FIT and the Shareholders’ General Meeting Week
04.19.2018

FIT Group and its affiliates are looking forward to one of the most important events of the restructuring process: the shareholders’ general meeting season – the important decision-making season.

In 2017, the shift towards new business orientation, towards sustainable value for shareholders, has gone hand in hand with important investment decisions made by the Group as well as its affiliates. Specifically, Cuu Long Pharmaceuticals JSC (DCL on the HSX) has bought the Euvipharm plant, built the new Capsule III plant, and especially joined the joint venture to produce Benovas cancer drug with SCIC. At the same time, Can Tho Agricultural Materials JSC (TSC on the HSX) has been cutting down on businesses that are no longer suitable for its ability such as TSP and reducing other commercial activities. Khanh Hoa Mineral Water Joint Stock Company – FIT Beverage (VKD on HNX), which owns Danh Thanh mineral water source with a pH of above or equal 8.5, especially rare in Vietnam, has invested heavily in production system, product design and especially distribution system. And finally, perhaps most importantly, the Group has chosen to follow the path of transparency, efficiency and integrity with the market for what it does.

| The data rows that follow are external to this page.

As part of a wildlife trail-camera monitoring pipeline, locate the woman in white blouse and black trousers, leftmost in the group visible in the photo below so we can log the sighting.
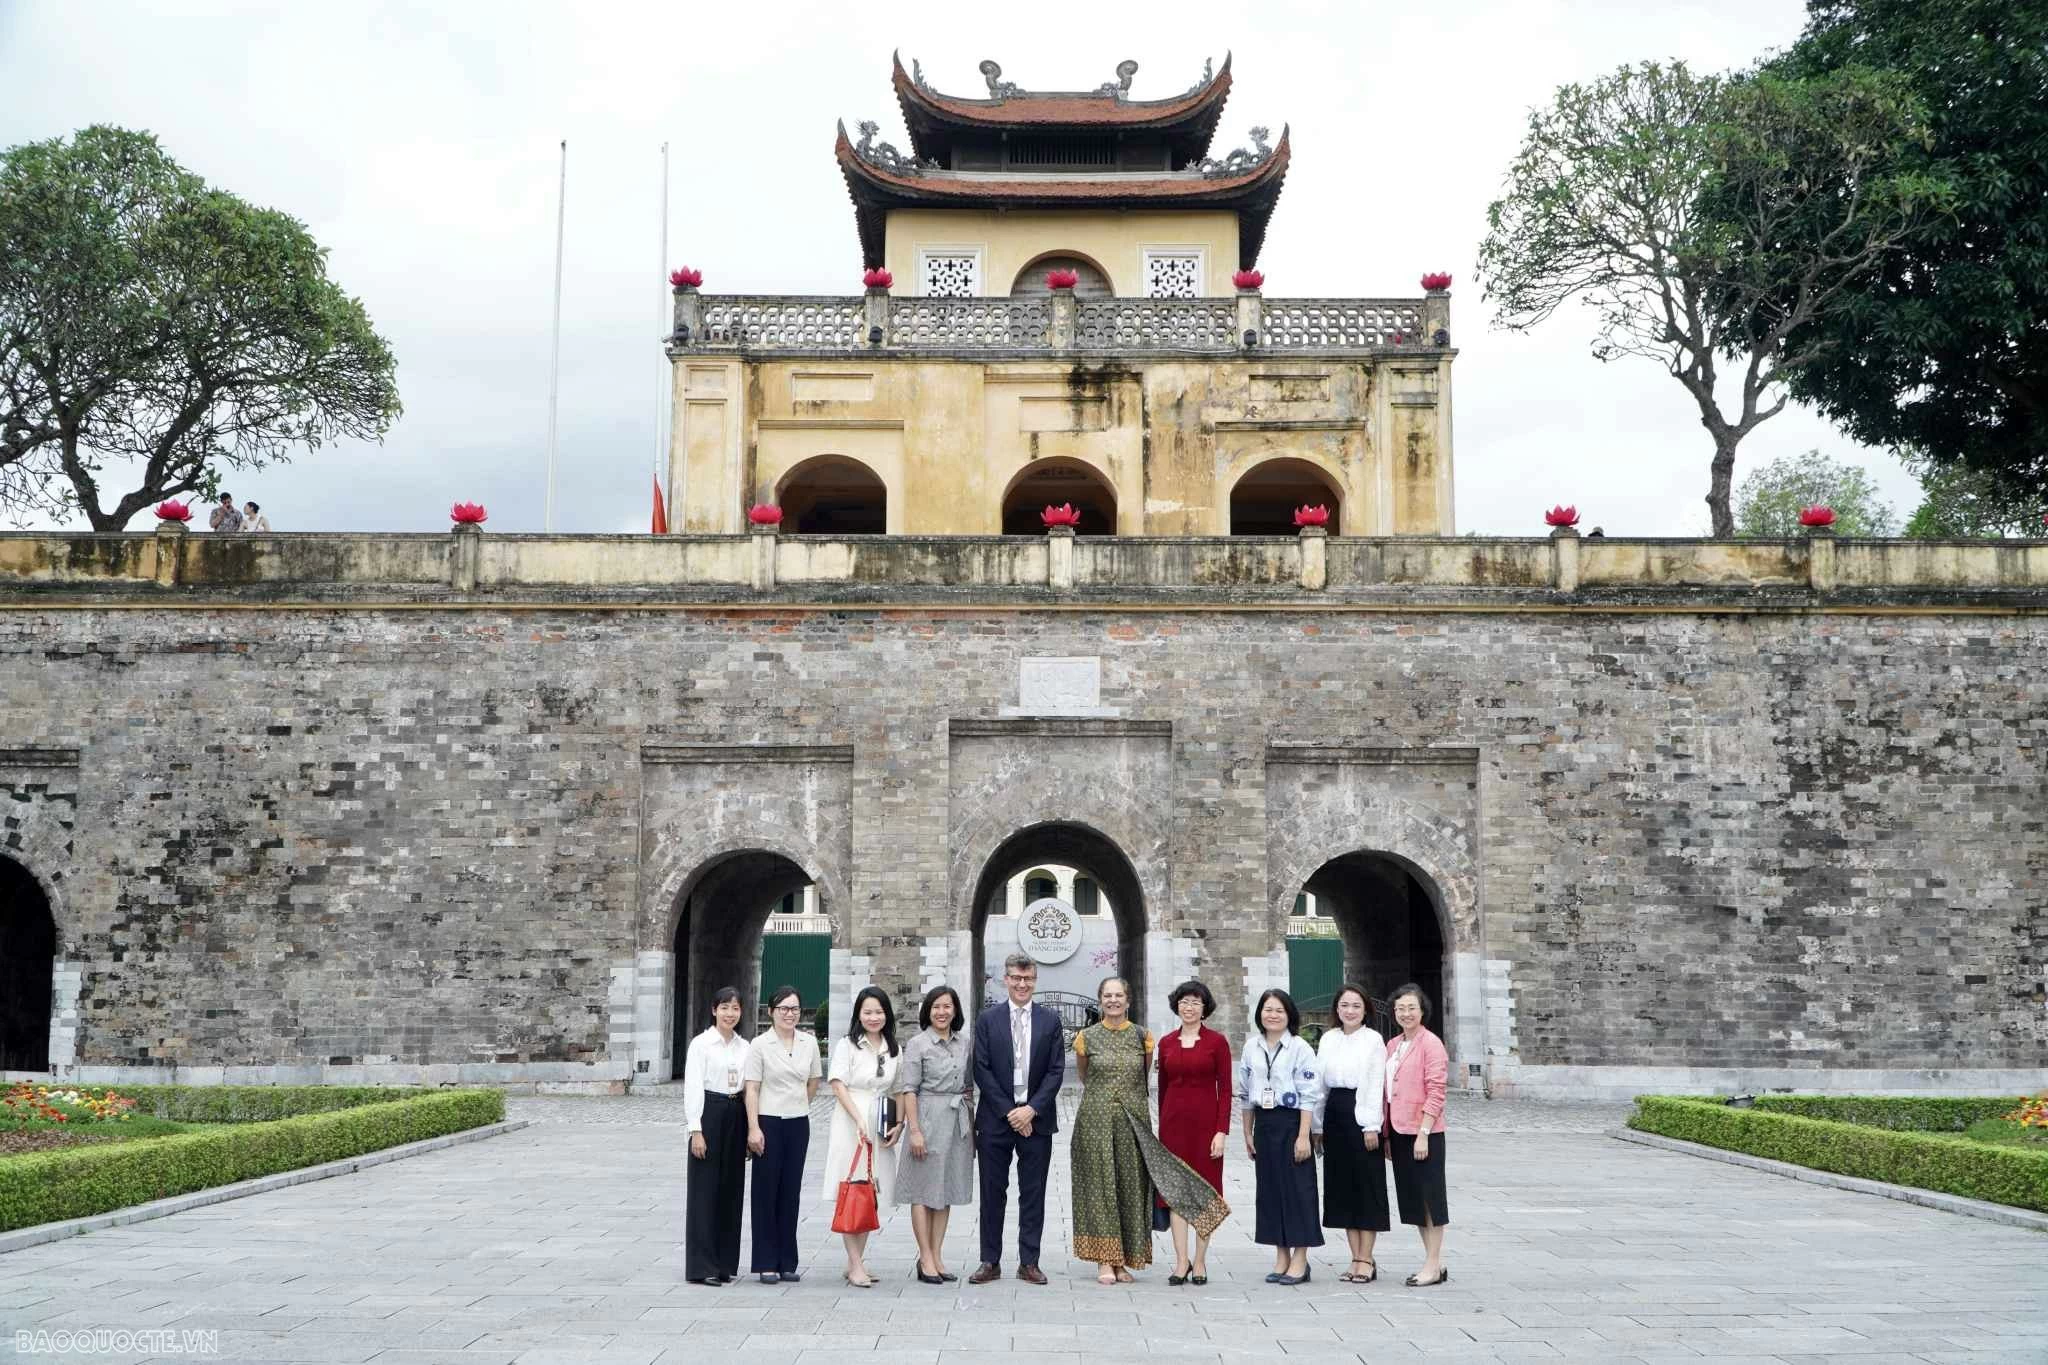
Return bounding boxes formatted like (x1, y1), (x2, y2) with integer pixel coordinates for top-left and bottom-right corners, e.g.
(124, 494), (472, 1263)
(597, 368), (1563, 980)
(682, 986), (748, 1285)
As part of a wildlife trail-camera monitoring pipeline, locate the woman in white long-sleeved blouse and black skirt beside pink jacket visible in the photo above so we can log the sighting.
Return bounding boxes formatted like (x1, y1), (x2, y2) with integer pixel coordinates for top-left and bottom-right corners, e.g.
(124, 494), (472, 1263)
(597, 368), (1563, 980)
(1310, 982), (1389, 1285)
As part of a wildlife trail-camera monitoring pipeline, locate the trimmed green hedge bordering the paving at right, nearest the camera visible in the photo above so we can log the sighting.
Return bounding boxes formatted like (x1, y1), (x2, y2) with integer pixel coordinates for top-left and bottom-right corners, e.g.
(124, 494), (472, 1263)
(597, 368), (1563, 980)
(1628, 1095), (2048, 1212)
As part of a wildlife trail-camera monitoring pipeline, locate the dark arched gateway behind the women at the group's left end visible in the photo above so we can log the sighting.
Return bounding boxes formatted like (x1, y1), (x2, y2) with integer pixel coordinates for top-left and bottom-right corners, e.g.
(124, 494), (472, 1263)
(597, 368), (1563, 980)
(670, 849), (829, 1076)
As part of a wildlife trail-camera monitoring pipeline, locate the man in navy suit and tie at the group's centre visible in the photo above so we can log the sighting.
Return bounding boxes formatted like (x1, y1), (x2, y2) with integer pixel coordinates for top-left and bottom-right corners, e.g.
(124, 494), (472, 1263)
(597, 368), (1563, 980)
(967, 954), (1067, 1285)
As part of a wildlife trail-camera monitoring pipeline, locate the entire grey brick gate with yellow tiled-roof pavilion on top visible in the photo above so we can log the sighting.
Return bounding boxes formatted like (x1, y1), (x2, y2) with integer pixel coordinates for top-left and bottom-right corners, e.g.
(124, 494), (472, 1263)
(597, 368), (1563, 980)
(0, 63), (2048, 1093)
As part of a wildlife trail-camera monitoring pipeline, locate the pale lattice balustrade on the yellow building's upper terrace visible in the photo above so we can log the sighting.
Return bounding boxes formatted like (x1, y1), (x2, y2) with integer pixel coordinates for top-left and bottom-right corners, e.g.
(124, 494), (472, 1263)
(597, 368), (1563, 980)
(670, 289), (1450, 358)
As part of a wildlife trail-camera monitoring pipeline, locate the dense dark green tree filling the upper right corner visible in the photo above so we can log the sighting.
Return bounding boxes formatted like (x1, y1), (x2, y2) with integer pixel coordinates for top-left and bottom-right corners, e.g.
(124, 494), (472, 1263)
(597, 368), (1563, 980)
(1769, 0), (2048, 493)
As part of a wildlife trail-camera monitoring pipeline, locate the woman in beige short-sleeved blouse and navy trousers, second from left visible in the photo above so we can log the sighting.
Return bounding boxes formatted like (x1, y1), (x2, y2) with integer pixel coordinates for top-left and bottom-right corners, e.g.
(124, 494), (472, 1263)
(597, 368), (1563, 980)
(743, 986), (823, 1285)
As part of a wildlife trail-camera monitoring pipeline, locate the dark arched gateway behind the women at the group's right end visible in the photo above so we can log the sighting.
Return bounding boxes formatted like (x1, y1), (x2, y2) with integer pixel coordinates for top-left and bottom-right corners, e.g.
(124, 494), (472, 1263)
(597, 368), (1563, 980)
(1290, 849), (1456, 1050)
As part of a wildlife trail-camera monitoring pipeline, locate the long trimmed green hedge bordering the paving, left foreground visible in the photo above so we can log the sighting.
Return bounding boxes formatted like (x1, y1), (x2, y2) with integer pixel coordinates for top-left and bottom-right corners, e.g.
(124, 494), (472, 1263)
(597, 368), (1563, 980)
(0, 1087), (506, 1232)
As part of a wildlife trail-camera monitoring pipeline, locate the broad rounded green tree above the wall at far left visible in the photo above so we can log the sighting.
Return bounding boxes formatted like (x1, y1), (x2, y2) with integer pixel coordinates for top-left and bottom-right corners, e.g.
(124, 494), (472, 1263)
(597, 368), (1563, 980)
(0, 127), (399, 530)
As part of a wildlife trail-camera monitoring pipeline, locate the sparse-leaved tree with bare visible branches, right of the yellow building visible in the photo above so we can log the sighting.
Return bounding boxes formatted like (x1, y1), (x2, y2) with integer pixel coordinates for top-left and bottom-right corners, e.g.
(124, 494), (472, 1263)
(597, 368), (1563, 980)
(1479, 63), (1944, 536)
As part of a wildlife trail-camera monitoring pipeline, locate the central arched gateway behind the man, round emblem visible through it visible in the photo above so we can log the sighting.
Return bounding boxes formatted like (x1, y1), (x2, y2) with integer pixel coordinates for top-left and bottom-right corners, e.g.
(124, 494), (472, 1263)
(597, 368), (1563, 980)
(969, 821), (1151, 1025)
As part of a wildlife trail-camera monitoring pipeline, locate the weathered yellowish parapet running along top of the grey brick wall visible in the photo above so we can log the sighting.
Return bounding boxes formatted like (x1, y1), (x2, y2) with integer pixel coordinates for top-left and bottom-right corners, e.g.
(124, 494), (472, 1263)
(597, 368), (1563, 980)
(0, 528), (2048, 612)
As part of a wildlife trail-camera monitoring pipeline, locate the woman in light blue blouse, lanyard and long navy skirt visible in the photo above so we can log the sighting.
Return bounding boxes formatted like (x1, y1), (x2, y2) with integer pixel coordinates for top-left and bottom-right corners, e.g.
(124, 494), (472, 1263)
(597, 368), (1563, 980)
(1237, 990), (1323, 1285)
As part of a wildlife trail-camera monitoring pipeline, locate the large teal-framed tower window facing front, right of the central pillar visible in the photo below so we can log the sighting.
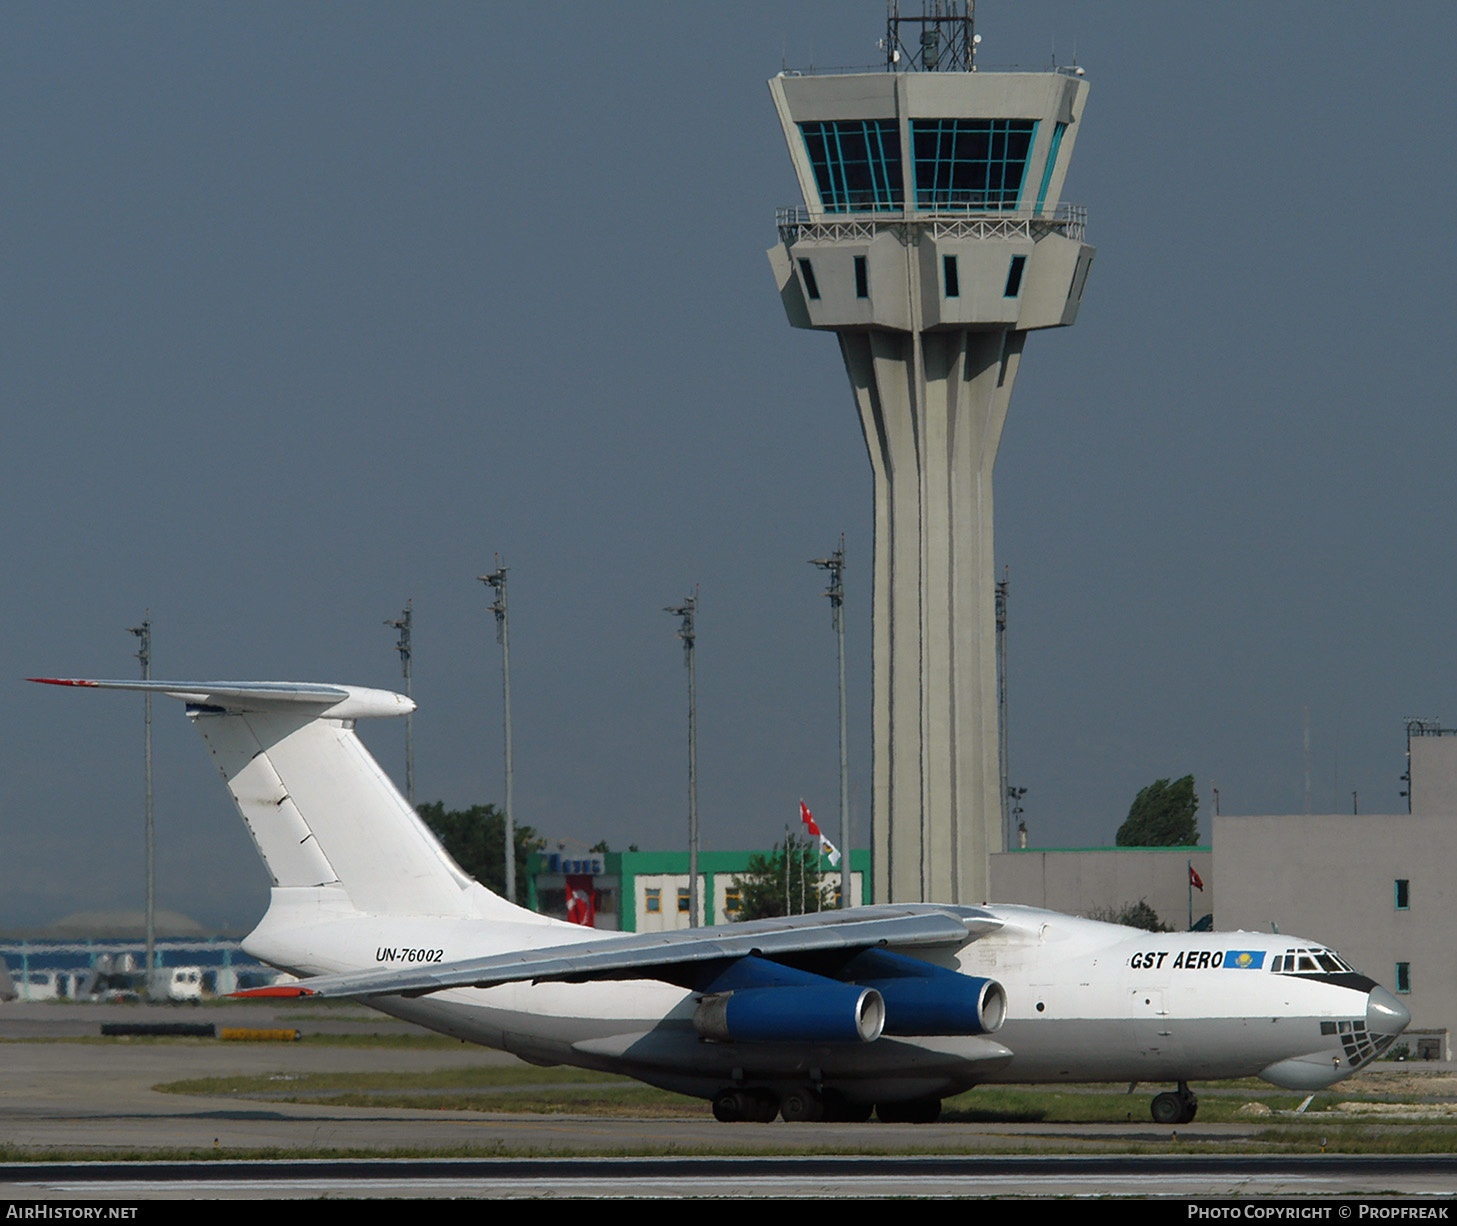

Restructuring has never been an easy process, and the loss is inevitable. FIT as well as the member companies are not out of the law. The most obvious is the decline in sales in most businesses, as a consequence of the new construction investment process and the reshaping of the business model. Financial data for the end of 2017 shows a 33% decrease in sales compared to 2016. This drop in sales led to a decline in profitability, even not respectively, at 21%. In particular, TSC suffered a loss of 30 billion VND and VKD was not profitable.

But it is a worthwhile tradeoff, as the performance criteria have begun to improve. The norms of profit before tax and after tax compared to sales and gross profit have improved compared to before, averaging among the business segments. One example is that pre-tax profit and after-tax profit grew from 8.1% to 10.1% and from 5.9% to 6.9% respectively in 2017 compared to 2016. Notably, the Group’s operating cash flow increased sharply from 90 billion VND in 2016 to 97 billion VND in 2017. Although new results are beginning, it has slowly proved a viable option: sustainable shareholder value has been chosen to replace short-term flashies.

In general, the process of restructuring and shaping new business models is on the right track. 2018 will be the year in which these tireless efforts, which can be said to be short-term benefit sacrifices, continue to be seen more clearly in business results. It can be seen that the leaders and employees of the Group and its affiliates have been working hard to welcome a new future for the Group. Looking at the business plan which is the result of serious and ongoing discussions between the manager and staff about the company’s capabilities and market potential, we can trust the good results waiting ahead. It is never slow to do the right thing.